But despite the increase in bloody violence – and the deaths of several major characters – ‘Deathly Hallows Part 2’ has little of the picturesque doom and gloom that sank its glum, tent-bound predecessor. This is an action movie, plain and simple, and all the better for it: from the breathless opening heist on Gringott’s magical bank to the hair-raising battle of Hogwarts which occupies most of the second half, this is crammed to the rafters with sword-swinging, expletive-hurling, dragon-riding magical mayhem.

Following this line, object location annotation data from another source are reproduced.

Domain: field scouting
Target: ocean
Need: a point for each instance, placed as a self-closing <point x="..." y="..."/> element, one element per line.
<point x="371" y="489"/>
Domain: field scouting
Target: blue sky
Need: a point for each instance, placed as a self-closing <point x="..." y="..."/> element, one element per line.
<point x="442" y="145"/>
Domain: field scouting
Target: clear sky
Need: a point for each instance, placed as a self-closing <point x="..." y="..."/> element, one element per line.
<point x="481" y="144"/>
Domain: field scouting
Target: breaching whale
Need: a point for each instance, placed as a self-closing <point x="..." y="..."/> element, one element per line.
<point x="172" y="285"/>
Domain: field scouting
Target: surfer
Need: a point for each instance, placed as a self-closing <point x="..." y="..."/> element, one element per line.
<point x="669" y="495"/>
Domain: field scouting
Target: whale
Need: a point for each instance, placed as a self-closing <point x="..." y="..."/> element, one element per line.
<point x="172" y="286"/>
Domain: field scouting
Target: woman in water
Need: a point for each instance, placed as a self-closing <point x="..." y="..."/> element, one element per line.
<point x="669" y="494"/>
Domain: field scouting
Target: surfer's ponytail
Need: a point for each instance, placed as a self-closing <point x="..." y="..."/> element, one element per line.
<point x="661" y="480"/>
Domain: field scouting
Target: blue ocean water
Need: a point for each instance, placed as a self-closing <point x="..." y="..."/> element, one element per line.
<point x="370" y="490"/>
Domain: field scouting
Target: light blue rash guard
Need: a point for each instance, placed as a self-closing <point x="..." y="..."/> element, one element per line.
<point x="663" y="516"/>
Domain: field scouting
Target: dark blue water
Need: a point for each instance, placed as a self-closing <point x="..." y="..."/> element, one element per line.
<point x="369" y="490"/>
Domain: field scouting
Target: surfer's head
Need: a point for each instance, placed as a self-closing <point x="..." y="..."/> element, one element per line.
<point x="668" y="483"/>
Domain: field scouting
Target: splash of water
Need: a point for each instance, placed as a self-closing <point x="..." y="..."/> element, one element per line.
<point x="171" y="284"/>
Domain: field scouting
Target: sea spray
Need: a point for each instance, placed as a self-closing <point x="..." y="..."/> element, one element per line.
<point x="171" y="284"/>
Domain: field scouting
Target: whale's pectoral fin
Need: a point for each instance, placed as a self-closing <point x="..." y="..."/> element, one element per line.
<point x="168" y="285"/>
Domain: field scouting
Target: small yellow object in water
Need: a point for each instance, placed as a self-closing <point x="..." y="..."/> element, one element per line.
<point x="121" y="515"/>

The opening act is patchy but enjoyable, as a confusing, backstory-heavy dialogue scene leads straight into the aforementioned bank raid, a spectacular but rather rushed set piece. There’s just enough room for the obligatory introduction of another superfluous supporting character – in this case, Dumbledore’s crotchety brother Aberforth – before Harry and chums break back into Hogwarts and the main narrative kicks in.
Everyone brings their A-game here, notably director David Yates and screenwriter Steve Kloves, who balance the source novel’s head-spinning blend of action, emotion and narrative intrigue with absolute confidence: one lengthy flashback sequence midway through is arguably the dramatic high point of the entire series, and even the sugary sweet coda, so mawkish on the page, becomes a thing of quiet beauty. The SFX are phenomenal, bringing to the magical shenanigans a tactile solidity which has been missing in previous episodes, while Yates’s use of 3D is never intrusive, and occasionally breathtaking.
But, as with most of the Potter films, it’s the cast who really deliver: the young leads have never been better, and it’s great to see Yorkshire’s finest, Neville Longbottom (played by Matthew Lewis), relishing the chance to step out of his chums’ shadows. It’s the villains who stick in the memory, whether it’s Rickman’s wondrously tight-lipped turn as the doomed Professor Snape or Ralph Fiennes’s genuinely peculiar but utterly convincing take on evil incarnate.
‘Deathly Hallows Part 2’ is far from a perfect film – the central plot point, the revelation of Harry’s destiny, is badly fudged, and there are a few too many key questions left hanging. But while it’s unfolding, this is just terrific fun: eye-scorching, ear-battering, heart-pounding cinema of pure spectacle.